Вскоре несчастная больная умерла.
– Так должно было случиться, Антония, – сказал Хоакин, – наука тут бессильна!
– Да, видно, так судил господь!
– Господь?
– Ах! – И глаза Антонии, наполненные слезами, впились в глаза Хоакина, сухие и жесткие. – Как, разве вы не верите в бога?
– Я?… Не знаю!..
Чувство благочестивого сострадания к врачу, которое возникло в этот момент в душе Антонии, заставило ее на минуту забыть о смерти матери.
– Что сталось бы теперь со мной, если бы я не верила в бога?
– Жизнь всемогуща, Антония.
– Думаю, что смерть еще более могущественна! Вот теперь… совсем одна… без близких…
– Я тебя понимаю, Антония, одиночество ужасно. Но у тебя хоть осталось святое воспоминание о матери, ты можешь молить за нее господа… А ведь есть одиночество другого рода, куда более страшное!
– Какое же?
– Одиночество человека, которого все презирают, над которым все потешаются… Одиночество человека, которому никто никогда не скажет слова правды…

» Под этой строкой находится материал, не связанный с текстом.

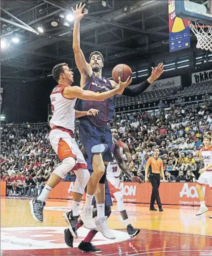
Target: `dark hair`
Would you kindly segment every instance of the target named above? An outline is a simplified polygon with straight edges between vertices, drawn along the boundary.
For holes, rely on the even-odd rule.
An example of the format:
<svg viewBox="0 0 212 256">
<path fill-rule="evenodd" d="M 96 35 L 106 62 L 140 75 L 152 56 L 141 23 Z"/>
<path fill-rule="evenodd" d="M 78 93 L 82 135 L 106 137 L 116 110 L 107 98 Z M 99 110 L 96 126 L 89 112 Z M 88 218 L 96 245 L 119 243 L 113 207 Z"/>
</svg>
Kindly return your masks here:
<svg viewBox="0 0 212 256">
<path fill-rule="evenodd" d="M 102 62 L 104 62 L 104 58 L 103 57 L 103 55 L 100 52 L 98 52 L 98 50 L 95 50 L 94 52 L 92 52 L 90 54 L 90 56 L 89 56 L 89 62 L 90 62 L 90 59 L 92 58 L 92 57 L 93 55 L 99 55 L 102 58 Z"/>
<path fill-rule="evenodd" d="M 59 80 L 60 76 L 61 73 L 64 74 L 64 66 L 68 66 L 68 65 L 66 63 L 60 63 L 58 64 L 53 68 L 52 76 L 53 78 L 57 82 Z"/>
<path fill-rule="evenodd" d="M 204 136 L 203 137 L 203 140 L 204 140 L 204 138 L 208 138 L 210 141 L 212 140 L 212 138 L 210 135 L 206 135 L 206 136 Z"/>
</svg>

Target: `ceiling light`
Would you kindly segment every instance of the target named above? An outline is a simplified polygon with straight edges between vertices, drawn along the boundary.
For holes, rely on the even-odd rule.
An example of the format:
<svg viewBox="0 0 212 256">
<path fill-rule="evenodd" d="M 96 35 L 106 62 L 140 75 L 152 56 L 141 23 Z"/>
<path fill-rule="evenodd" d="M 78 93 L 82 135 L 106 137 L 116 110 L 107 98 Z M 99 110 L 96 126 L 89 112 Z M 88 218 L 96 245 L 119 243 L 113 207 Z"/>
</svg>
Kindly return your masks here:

– А какую правду вы хотели бы услышать?
– Вот ты можешь сказать мне правду, здесь, рядом с еще не остывшим телом твоей матери? Ты клянешься сказать мне правду?
– Конечно, скажу.
– Отлично. Скажи, я ведь малоприятный человек, правда?
– Нет, неправда!
– Правда, Антония…
– Нет, неправда!
– Так какой Же я человек в таком случае?…

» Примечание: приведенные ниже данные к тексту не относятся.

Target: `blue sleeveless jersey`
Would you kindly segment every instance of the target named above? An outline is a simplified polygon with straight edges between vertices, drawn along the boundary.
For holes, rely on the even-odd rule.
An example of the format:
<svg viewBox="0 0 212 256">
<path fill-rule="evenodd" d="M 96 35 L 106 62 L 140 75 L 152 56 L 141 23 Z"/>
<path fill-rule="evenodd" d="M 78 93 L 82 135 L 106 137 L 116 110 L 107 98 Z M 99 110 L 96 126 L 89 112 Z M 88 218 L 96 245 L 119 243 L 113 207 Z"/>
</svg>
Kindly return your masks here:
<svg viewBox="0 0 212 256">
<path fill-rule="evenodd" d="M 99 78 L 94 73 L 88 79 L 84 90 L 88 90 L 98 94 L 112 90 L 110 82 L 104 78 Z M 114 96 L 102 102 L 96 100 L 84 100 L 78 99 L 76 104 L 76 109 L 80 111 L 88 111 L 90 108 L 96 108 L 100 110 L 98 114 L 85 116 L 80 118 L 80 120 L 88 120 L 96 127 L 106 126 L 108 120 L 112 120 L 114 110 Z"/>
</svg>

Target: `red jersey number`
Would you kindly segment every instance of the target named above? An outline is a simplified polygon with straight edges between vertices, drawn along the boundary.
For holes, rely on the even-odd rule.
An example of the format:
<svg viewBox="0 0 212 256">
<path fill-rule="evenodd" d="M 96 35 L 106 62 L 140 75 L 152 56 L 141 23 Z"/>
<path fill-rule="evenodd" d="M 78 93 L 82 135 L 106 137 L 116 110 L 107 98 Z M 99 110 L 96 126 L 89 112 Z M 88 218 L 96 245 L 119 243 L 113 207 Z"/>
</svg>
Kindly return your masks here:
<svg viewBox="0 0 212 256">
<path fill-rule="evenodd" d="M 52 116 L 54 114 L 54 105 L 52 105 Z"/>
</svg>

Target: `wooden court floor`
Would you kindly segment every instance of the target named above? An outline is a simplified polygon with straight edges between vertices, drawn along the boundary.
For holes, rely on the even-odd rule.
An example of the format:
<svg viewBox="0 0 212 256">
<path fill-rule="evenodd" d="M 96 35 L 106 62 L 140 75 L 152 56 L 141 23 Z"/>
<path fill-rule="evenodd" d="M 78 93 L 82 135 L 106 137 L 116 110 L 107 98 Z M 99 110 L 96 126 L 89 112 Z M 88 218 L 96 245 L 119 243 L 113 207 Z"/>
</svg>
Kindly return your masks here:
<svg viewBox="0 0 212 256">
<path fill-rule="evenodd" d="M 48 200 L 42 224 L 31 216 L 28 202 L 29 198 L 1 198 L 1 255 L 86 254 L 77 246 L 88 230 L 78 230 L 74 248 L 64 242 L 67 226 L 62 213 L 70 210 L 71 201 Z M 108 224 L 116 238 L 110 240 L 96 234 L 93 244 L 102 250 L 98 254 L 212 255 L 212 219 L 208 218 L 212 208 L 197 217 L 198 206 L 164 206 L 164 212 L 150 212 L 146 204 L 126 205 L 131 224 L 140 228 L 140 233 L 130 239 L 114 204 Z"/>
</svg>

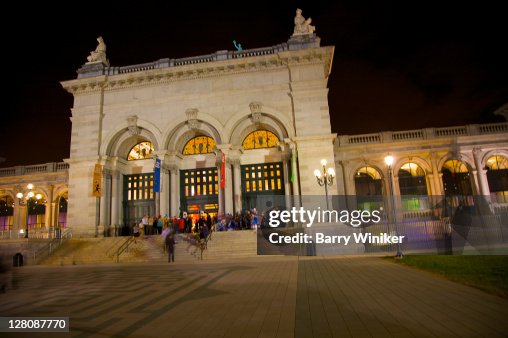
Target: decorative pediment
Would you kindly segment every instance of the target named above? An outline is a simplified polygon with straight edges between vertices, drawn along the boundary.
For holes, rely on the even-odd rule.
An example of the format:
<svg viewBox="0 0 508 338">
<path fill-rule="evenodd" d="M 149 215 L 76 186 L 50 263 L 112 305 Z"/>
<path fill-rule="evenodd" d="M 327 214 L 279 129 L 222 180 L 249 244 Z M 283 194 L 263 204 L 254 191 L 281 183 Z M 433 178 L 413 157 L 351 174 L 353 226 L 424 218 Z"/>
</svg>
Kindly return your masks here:
<svg viewBox="0 0 508 338">
<path fill-rule="evenodd" d="M 127 118 L 127 125 L 127 130 L 132 136 L 136 136 L 141 133 L 141 130 L 138 127 L 138 117 L 136 115 L 132 115 Z"/>
<path fill-rule="evenodd" d="M 195 130 L 199 128 L 198 121 L 198 112 L 197 108 L 189 108 L 185 111 L 185 115 L 187 115 L 187 125 L 189 129 Z"/>
</svg>

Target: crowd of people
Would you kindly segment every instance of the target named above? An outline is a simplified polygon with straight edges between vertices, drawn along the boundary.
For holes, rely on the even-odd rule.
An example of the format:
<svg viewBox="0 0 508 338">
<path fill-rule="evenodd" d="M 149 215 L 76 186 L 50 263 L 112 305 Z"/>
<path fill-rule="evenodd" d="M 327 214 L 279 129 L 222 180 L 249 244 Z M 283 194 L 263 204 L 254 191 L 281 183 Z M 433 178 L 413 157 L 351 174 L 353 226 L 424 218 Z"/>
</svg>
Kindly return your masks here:
<svg viewBox="0 0 508 338">
<path fill-rule="evenodd" d="M 178 243 L 178 234 L 182 234 L 189 242 L 187 251 L 194 246 L 194 253 L 197 248 L 203 245 L 206 247 L 208 239 L 213 231 L 234 231 L 257 229 L 262 224 L 263 213 L 258 215 L 255 208 L 244 210 L 232 215 L 210 215 L 200 213 L 191 215 L 184 212 L 180 217 L 149 216 L 145 215 L 138 224 L 134 224 L 131 234 L 137 237 L 161 235 L 164 242 L 164 251 L 168 253 L 168 262 L 175 261 L 174 246 Z"/>
</svg>

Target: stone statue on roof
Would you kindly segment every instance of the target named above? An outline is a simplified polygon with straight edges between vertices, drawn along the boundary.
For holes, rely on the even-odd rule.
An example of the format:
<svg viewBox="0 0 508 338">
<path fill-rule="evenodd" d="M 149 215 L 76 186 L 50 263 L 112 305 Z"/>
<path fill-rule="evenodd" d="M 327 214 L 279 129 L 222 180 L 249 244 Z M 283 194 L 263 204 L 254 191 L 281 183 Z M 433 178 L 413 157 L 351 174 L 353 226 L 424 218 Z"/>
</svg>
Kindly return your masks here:
<svg viewBox="0 0 508 338">
<path fill-rule="evenodd" d="M 302 35 L 302 34 L 312 34 L 316 30 L 315 26 L 312 26 L 310 23 L 312 22 L 311 18 L 305 19 L 302 16 L 302 10 L 300 8 L 296 9 L 295 16 L 295 30 L 293 32 L 294 35 Z"/>
<path fill-rule="evenodd" d="M 97 41 L 99 44 L 94 51 L 90 52 L 90 55 L 87 57 L 87 63 L 102 62 L 106 65 L 109 65 L 109 61 L 106 58 L 106 44 L 104 43 L 104 39 L 102 36 L 99 36 Z"/>
</svg>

– Вы? Вы несчастный человек, страдалец…
Лед в душе Хоакина растопился, и на глаза навернулись слезы. Душа его будто встряхнулась, радостно затрепетав.
Вскоре Хоакин и сирота решили узаконить свои отношения и пожениться, когда пройдет срок траура.
«Несчастная моя женушка, – записывал много лет спустя Хоакин в своей «Исповеди», – должна была не только любить меня и лечить, но и бороться с отвращением, которое я, без сомнения, ей внушал. Она никогда не жаловалась, никогда не давала мне это понять. Но как я мог не вызывать у нее отвращения, особенно после того, как я признался в зачумленности своей души, в гангрене своей ненависти? Она вышла за меня, как вышла бы за прокаженного – я в этом не сомневаюсь, – только по велению божественной своей благостности христианской жертвенности и духа самоотречения. Она жаждала спасти мою душу, а тем самым и свою через героизм святости. И она поистине была святой! И тем не менее она не излечила меня ни от Елены, ни от Авеля! Мало того – ее святость обернулась для меня новым поводом для угрызений совести, стала для меня вечным укором.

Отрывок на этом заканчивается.